Le calcul de la capacité d’autofinancement s’obtient en retirant les charges décaissables des produits encaissables. En pratique, la méthode additive part du résultat net, ajoute les dotations aux amortissements et provisions, retire les reprises, les produits de cession et les quotes-parts de subventions, puis ajoute la valeur nette comptable des actifs cédés.

Quelle est la formule de calcul de la CAF à partir du résultat net ?

La formule additive de la CAF est : résultat net + dotations aux amortissements, dépréciations et provisions − reprises − produits de cession d’actifs − quote-part des subventions virées au résultat + valeur nette comptable des actifs cédés. Cette approche neutralise les écritures sans effet direct sur la trésorerie et les opérations de cession hors activité courante.

Quelle différence entre CAF, autofinancement et trésorerie ?

La CAF mesure une trésorerie potentielle générée par l’activité, avant prise en compte des délais clients et fournisseurs. L’autofinancement correspond à la CAF diminuée des dividendes versés. La trésorerie réelle dépend du besoin en fonds de roulement, des investissements, des remboursements d’emprunts et des encaissements réellement reçus sur la période.

Pourquoi les amortissements sont-ils ajoutés dans la CAF ?

Les amortissements sont ajoutés car ils diminuent le résultat comptable sans provoquer de sortie d’argent. Une machine amortie sur plusieurs années génère une charge dans le compte de résultat, mais la dépense a déjà eu lieu lors de l’achat. La CAF corrige donc ce décalage pour mieux refléter les ressources internes produites.

Quel ratio utiliser pour analyser la capacité d’autofinancement ?

Le ratio dettes financières nettes / CAF indique le nombre d’années théoriques nécessaires pour rembourser l’endettement avec les ressources internes. Un niveau inférieur à 3 rassure les financeurs, tandis qu’un niveau proche de 4 devient plus tendu.
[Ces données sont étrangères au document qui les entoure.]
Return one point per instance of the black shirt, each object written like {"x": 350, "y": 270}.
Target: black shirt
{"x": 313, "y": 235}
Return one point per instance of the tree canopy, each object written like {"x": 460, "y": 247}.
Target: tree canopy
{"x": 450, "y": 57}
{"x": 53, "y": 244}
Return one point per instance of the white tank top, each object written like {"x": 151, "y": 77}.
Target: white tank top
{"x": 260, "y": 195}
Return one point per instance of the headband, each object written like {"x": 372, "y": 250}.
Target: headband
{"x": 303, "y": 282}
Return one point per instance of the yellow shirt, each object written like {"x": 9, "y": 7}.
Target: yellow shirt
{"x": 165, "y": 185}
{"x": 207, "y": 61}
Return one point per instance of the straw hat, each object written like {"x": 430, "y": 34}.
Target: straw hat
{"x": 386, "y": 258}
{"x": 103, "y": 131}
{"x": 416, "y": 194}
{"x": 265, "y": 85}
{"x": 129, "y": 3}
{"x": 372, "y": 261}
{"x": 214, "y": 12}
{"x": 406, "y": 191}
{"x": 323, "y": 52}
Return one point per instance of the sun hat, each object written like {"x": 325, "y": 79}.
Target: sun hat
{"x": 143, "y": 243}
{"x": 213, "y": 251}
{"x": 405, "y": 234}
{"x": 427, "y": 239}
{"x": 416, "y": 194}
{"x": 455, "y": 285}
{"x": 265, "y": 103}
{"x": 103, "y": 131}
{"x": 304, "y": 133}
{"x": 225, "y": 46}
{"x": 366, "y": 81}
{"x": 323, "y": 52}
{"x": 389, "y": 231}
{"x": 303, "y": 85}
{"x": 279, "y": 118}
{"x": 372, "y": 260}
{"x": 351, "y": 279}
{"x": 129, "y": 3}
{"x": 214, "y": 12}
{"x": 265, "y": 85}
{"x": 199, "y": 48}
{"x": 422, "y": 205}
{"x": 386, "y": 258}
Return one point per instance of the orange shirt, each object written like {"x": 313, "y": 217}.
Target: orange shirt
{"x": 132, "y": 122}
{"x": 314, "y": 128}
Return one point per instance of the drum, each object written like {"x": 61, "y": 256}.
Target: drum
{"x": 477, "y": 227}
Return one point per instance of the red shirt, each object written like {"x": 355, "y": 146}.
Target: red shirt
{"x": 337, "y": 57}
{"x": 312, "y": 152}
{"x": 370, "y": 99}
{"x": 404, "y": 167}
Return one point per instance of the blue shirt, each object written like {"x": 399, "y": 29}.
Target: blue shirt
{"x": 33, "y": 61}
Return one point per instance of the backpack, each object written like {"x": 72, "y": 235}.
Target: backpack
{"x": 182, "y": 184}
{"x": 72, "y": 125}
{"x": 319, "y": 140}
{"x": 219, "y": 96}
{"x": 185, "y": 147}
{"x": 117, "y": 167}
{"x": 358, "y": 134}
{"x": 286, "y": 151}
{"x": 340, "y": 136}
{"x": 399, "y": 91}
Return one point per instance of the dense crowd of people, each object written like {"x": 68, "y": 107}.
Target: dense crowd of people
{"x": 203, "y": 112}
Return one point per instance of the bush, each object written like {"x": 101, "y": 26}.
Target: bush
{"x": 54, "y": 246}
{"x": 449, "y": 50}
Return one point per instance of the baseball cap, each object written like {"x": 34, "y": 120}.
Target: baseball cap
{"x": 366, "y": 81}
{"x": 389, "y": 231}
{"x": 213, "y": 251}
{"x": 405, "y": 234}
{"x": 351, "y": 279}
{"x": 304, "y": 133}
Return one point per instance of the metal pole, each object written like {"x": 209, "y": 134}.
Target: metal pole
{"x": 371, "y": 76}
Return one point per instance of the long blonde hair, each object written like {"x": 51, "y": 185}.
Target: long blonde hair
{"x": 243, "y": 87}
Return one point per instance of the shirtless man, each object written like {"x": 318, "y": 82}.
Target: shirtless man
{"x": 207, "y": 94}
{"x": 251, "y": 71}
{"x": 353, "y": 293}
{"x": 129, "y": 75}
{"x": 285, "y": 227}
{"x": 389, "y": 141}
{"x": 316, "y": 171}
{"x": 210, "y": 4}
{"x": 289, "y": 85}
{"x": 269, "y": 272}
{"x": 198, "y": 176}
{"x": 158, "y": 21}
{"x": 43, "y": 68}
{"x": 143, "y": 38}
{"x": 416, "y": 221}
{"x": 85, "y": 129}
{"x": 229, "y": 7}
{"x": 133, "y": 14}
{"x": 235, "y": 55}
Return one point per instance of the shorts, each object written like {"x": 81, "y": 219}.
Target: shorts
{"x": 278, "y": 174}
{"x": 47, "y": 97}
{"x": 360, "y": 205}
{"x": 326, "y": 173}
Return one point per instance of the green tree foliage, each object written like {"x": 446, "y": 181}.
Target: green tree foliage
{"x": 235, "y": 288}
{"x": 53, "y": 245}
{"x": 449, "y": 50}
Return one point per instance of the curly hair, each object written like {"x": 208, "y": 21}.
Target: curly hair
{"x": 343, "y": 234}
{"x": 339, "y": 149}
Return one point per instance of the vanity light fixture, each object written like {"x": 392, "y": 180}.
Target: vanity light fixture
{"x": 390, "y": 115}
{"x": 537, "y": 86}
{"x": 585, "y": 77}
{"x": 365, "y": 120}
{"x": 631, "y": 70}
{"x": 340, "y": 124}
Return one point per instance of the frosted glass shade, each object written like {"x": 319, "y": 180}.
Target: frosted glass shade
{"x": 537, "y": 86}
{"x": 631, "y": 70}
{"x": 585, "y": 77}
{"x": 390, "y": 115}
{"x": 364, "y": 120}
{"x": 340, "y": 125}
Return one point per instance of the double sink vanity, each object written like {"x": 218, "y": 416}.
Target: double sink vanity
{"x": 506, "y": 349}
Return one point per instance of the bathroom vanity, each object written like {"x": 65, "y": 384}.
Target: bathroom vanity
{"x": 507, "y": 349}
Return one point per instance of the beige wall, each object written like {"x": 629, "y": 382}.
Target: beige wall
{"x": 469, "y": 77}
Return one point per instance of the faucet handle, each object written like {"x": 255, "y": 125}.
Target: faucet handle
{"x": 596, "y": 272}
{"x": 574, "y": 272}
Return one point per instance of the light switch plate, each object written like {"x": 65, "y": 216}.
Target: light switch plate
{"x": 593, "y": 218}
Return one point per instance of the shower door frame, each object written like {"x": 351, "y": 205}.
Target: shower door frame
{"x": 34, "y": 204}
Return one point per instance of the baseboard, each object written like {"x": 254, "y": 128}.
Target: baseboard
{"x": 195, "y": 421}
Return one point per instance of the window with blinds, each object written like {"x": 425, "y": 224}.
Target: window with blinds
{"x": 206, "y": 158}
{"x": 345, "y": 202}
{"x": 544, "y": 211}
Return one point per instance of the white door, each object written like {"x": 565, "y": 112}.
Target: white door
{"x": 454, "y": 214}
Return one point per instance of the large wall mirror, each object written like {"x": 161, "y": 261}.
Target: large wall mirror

Le ratio remboursements annuels / CAF aide aussi à vérifier le poids de la dette.

Une CAF négative est-elle toujours un mauvais signal ?

Une CAF négative signale que l’activité ne génère pas assez de ressources internes pour couvrir ses charges décaissables. Elle peut être ponctuelle lors d’un lancement, d’une baisse temporaire d’activité ou d’un choc sur les marges. Si elle dure, l’entreprise dépend davantage des apports externes, des emprunts ou de la trésorerie disponible.